Take a deep breath, open your bank account info and walk away from the keyboard. (and thanks for telling me Edward is coming back...)
Would I turn around and tell her this while standing line or post it on her forum? No. Because, while I don't like the last 4 or 5 in the series, I LOVED the first 3 or 4. These people had to like her books at one time or another or they wouldn't know they'd gone "bad" (so to speak). It's incredibly rude to turn around and tell someone you hate their work. If you MUST say something, then focus on the good.
Do you think better or worse of an author who sounds off in public, defending herself against negative folk?
That depends on how the writer does it. Anne Rice was a lunatic. She told people that if they didn't get the books, they were stupid readers. It was like she forgot that we don't sit inside her head so we don't see what she sees. She sounded derranged and arrogant. (On a side note, I did find the episode rather surprising, especially after the Tom Cruise fiasco -- although, granted, this time she didn't apologize for making an isiot of herself.)
LKH's response wasn't so bad, I don't think. If got a bit long for me, so I ended up skimming towards the end, but what I read sounded more like a "why do people have to do this?" kind of a response than a "you're all stupid if you don't understand what I'm doing." She also made it clear that she's not changing to accomodate people who hate the direction she's gone, but that she's going to stick with what she sees as the storyline. And that response works for me. I may not agree with her one what she's done, but at least she's not telling me I'm stupid for disagreeing.
And I do have to agree with her on one note: if you hate the direction the story is going in, STOP READING. What's the point of putting money into books you hate?
Actually, while I did raise my eyebrow a little at the LKH one, it's nowhere as bad as a rant by Terry Goodkind I read some time back ~ . ^
On the other hand, it's really hard to not want to fight back in what is a haven for criticism. There's an article that focuses on negative readers in the webcomics community that really struck a chord with me: http://www.halfpixel.com/2006/12/28/t
I'm glad to know that a majority of the authors out there, who bravely put themselves on display before the world with their writing, aren't like that.

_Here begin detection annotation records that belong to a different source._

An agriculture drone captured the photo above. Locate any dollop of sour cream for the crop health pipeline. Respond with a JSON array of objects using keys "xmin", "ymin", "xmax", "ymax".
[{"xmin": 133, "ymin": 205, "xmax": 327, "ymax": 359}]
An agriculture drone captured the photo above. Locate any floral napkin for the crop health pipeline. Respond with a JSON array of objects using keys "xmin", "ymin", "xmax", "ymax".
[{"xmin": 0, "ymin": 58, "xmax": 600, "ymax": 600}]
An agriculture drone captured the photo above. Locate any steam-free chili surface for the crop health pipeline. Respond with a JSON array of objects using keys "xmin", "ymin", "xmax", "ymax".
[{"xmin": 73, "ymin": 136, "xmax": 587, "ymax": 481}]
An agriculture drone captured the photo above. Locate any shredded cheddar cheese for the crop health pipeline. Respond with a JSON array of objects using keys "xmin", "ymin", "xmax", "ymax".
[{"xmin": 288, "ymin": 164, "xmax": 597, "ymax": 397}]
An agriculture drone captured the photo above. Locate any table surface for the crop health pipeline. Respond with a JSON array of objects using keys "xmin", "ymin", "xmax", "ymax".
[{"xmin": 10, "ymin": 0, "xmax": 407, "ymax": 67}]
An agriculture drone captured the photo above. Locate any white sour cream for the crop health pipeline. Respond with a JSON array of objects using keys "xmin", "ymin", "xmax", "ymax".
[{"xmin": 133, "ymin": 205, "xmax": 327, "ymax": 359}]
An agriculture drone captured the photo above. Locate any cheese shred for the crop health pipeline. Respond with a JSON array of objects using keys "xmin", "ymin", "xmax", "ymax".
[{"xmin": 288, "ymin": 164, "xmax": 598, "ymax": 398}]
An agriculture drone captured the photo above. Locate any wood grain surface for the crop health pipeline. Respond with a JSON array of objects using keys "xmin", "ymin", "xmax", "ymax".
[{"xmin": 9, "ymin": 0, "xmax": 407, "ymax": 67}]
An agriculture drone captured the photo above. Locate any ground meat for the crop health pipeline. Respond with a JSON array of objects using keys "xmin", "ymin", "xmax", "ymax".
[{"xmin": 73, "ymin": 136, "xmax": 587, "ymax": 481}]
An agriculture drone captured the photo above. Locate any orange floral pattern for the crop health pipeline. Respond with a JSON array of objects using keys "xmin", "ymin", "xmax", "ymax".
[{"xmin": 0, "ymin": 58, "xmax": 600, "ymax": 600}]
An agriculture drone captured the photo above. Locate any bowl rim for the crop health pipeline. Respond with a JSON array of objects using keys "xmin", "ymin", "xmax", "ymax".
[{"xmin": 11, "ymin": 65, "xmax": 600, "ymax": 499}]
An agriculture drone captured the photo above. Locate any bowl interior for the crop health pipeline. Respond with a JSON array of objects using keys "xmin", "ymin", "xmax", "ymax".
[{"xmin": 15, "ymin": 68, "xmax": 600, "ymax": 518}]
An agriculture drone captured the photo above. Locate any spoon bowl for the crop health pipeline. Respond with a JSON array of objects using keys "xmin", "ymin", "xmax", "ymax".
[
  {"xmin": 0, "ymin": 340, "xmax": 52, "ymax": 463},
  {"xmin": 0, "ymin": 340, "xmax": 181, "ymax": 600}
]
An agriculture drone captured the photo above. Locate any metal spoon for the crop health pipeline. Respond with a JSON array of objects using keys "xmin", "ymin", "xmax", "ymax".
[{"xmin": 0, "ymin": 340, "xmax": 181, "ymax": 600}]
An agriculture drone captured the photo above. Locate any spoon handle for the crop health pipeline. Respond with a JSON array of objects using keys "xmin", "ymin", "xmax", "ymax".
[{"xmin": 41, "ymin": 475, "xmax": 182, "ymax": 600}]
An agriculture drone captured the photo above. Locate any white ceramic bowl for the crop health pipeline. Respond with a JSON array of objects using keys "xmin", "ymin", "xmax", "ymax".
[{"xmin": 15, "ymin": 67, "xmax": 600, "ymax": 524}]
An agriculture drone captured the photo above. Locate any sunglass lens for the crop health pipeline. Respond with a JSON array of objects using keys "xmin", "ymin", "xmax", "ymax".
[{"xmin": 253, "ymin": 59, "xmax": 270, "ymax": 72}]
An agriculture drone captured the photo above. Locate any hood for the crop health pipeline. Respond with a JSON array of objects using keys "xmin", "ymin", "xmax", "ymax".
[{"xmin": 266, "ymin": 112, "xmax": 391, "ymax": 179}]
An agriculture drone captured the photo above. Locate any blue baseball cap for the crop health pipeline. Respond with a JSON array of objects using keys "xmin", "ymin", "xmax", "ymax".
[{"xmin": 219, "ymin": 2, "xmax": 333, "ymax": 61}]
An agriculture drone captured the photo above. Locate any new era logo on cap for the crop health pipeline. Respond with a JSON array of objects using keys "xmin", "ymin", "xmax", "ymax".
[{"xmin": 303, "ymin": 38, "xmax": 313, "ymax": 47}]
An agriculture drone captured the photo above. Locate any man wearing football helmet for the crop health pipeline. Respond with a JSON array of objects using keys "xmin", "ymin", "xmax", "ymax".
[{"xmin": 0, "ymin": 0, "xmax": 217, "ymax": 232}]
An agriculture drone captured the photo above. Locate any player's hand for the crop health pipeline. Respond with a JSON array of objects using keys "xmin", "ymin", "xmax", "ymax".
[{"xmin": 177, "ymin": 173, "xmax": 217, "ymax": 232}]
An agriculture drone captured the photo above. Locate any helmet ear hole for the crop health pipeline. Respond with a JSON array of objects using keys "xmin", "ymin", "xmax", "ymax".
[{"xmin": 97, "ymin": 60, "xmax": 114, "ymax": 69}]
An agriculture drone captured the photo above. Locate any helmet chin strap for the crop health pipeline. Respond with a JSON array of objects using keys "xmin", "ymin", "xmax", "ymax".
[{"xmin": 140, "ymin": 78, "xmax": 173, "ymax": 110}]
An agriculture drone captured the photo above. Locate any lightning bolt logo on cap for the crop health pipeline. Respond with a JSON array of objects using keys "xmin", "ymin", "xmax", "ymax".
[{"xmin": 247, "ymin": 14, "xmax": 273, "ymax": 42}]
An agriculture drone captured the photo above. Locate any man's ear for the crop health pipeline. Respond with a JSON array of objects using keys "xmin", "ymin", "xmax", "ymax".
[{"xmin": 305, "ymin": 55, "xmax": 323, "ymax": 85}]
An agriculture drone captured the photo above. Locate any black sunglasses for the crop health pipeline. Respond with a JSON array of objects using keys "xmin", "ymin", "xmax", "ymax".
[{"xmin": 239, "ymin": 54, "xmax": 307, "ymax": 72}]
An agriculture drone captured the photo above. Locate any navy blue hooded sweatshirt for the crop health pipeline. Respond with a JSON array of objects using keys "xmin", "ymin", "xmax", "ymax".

I'm with Oscar Wilde on this. The only thing worse than being talked about is not being talked about. People can say what they like about my books, so long as they say it loud. And often.
(Anonymous)
Yeah, yeah, "Me too" comments are boring
LKH was maybe not as openly, blatantly insulting as AR, but the nasty sniping was just as bad. (I was hearing Jack Nicholson's "You can't handle the truth!" speech in my head.)
LKH has a rep with the local booksellers (indie and chain) -- we're in her home metro area -- of being a "live my life in public and in my writing" type (e.g. the breakup of her first marriage translated into Anita's original falling-out with Richard) and a bit of a diva to boot. It appears from her recent blog entries that she's experiencing the latest local rhinovirus which for many folks has morphed into an ugly, "cough for a month after you're theoretically well" case of bronchitis. And who among us hasn't sniped at someone whom we normally would take with a grain (or a cellar-full) of salt when we feel lousy?
Not an excuse because it still wasn't professional; just a possible explanation.